Abstract
Harbour porpoises (Phocoena phocoena) are one of Europe’s most common cetaceans and they are protected under European law. The current expansion of the tidal energy industry has highlighted concerns about anthropogenic activity in tidal habitats, particularly whether deployed turbines may pose a collision risk to animals. However, the ecological significance of tidal habitats for harbour porpoise is poorly understood and little data exists to inform on the potential risk that tidal turbines may pose. One key metric that needs to be measured to inform on this risk is the depth distribution of animals, for example, if harbour porpoises spend the majority of their time at the surface in tidal habitats then collision risk with deeper turbines will be very low. This report details the results of a three year project to develop, test and survey with a system capable of accurately determining the position of harbour porpoises underwater.
Determining the dive depths of animals is difficult. Tags are a possibility, however, there are no tagging programmes in the UK and the likelihood any one tagged animal would spend a significant time in tidal areas may be small. Passive acoustic monitoring (PAM) is a methodology which can detect the presence, classify the species and localise the position of animals, by listening to their vocalisations. Harbour porpoise use high frequency echolocation clicks almost continually for orientation, prey detection, navigation and social interactions, making them ideal candidates for studies using PAM. However, in order to achieve the accurate underwater tracking required to determine a depth distribution, a large dispersed array of multiple underwater receivers (hydrophones) is required.
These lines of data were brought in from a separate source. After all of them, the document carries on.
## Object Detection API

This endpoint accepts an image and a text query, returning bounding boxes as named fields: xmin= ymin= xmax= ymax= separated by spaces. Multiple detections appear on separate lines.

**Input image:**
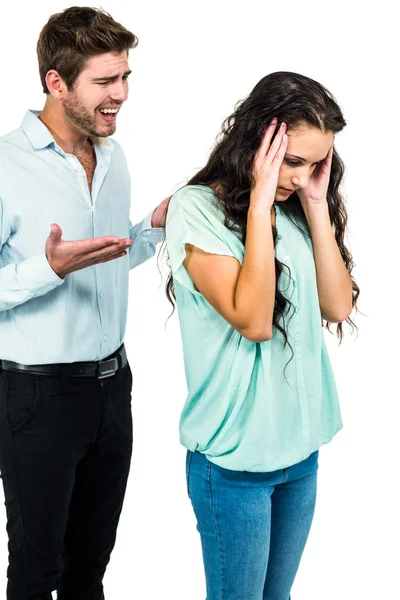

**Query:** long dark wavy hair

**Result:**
xmin=166 ymin=71 xmax=360 ymax=354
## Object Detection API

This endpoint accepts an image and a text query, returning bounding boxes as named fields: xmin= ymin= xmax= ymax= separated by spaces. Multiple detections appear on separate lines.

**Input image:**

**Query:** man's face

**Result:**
xmin=62 ymin=51 xmax=131 ymax=137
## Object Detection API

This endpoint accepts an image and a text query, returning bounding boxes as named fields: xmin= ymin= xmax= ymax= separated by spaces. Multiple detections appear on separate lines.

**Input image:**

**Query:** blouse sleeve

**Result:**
xmin=166 ymin=186 xmax=241 ymax=294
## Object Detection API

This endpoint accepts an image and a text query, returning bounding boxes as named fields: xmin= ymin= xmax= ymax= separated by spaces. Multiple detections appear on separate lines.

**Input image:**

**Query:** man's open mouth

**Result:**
xmin=99 ymin=108 xmax=119 ymax=123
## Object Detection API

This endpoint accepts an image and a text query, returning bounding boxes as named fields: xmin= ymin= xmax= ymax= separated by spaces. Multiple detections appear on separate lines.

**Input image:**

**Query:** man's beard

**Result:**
xmin=63 ymin=91 xmax=116 ymax=137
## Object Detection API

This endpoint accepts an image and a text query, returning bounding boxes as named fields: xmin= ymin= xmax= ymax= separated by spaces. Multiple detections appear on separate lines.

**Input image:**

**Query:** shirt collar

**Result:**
xmin=21 ymin=110 xmax=114 ymax=152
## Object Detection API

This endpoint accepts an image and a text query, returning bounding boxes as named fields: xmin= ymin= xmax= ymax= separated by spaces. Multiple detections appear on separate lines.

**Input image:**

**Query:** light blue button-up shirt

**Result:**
xmin=0 ymin=111 xmax=164 ymax=365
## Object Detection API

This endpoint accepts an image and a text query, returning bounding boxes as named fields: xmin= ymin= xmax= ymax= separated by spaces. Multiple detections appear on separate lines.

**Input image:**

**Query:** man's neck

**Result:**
xmin=39 ymin=102 xmax=89 ymax=154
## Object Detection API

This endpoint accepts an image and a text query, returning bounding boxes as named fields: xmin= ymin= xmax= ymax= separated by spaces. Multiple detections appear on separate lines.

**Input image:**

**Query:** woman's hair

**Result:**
xmin=37 ymin=6 xmax=139 ymax=94
xmin=166 ymin=71 xmax=359 ymax=346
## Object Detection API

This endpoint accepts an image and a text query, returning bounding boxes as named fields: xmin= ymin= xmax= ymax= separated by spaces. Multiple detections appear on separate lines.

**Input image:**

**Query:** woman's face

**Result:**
xmin=275 ymin=125 xmax=333 ymax=201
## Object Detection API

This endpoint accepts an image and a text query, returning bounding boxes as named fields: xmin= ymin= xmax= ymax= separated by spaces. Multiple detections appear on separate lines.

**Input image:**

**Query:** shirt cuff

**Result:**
xmin=17 ymin=254 xmax=64 ymax=296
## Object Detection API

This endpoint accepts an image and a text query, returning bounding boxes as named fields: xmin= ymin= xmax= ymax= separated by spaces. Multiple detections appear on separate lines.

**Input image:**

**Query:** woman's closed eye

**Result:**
xmin=285 ymin=158 xmax=322 ymax=167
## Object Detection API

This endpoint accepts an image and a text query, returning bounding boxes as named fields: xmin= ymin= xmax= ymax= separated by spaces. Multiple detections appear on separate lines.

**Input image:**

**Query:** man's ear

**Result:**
xmin=46 ymin=69 xmax=68 ymax=100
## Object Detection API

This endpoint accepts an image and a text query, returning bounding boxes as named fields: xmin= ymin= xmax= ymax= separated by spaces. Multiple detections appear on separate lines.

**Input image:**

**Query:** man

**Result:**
xmin=0 ymin=7 xmax=168 ymax=600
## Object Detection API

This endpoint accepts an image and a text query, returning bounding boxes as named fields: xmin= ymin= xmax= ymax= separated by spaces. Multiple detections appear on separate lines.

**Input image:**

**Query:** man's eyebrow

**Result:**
xmin=92 ymin=71 xmax=132 ymax=83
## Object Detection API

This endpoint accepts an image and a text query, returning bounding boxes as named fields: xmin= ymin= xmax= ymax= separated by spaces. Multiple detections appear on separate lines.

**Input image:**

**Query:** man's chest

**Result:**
xmin=76 ymin=151 xmax=96 ymax=191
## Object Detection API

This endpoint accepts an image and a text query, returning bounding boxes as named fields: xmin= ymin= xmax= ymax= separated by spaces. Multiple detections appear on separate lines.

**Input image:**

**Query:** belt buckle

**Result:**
xmin=97 ymin=357 xmax=118 ymax=379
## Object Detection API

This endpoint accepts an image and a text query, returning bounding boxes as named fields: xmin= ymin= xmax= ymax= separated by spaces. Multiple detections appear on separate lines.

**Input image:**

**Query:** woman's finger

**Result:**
xmin=255 ymin=117 xmax=278 ymax=160
xmin=266 ymin=123 xmax=287 ymax=164
xmin=273 ymin=133 xmax=288 ymax=167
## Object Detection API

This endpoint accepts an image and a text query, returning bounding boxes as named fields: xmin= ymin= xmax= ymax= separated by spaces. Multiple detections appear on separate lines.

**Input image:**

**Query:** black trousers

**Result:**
xmin=0 ymin=358 xmax=132 ymax=600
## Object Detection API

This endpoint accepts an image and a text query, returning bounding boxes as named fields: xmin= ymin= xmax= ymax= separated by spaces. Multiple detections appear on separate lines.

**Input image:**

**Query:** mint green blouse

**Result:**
xmin=166 ymin=185 xmax=342 ymax=472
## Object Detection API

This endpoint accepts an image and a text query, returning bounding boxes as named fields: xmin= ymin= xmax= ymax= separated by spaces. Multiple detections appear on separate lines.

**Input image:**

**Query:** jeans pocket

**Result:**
xmin=5 ymin=371 xmax=39 ymax=432
xmin=186 ymin=450 xmax=193 ymax=498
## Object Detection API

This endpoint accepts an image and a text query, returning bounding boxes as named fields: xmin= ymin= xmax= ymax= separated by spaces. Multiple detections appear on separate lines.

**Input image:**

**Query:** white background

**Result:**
xmin=0 ymin=0 xmax=400 ymax=600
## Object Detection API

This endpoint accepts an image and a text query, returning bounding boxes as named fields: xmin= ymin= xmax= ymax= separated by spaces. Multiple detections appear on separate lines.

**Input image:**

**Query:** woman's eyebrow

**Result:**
xmin=286 ymin=154 xmax=307 ymax=162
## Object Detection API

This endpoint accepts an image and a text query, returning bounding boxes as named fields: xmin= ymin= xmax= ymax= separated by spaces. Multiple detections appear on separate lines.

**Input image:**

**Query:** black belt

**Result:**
xmin=0 ymin=344 xmax=128 ymax=379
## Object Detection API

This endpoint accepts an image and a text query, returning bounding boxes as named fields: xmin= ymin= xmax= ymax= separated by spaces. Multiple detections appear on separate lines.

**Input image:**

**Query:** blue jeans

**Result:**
xmin=186 ymin=451 xmax=318 ymax=600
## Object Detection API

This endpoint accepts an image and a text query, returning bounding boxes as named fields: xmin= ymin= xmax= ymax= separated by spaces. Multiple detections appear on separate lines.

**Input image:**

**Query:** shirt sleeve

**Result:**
xmin=166 ymin=186 xmax=241 ymax=294
xmin=129 ymin=211 xmax=165 ymax=269
xmin=0 ymin=198 xmax=64 ymax=311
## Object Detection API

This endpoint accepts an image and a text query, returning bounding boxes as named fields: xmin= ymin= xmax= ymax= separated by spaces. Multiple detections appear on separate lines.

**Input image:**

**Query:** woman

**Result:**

Deploying such an array in a tidal habitat is difficult. Fixed structures would be inordinately expensive to deploy in areas with up to 8.5 knots of current and therefore a drifting hydrophone array was developed. The array consisted of 10-12 hydrophones, deployed between 3-45m underwater, from a small research vessel. The practical considerations for such a system are numerous; the array must be quickly recoverable and deployable, any movement underwater must be measured precisely and the delicate electronics used must be sufficiently rugged to remain operational in the particularly harsh environmental conditions present in tidal rips.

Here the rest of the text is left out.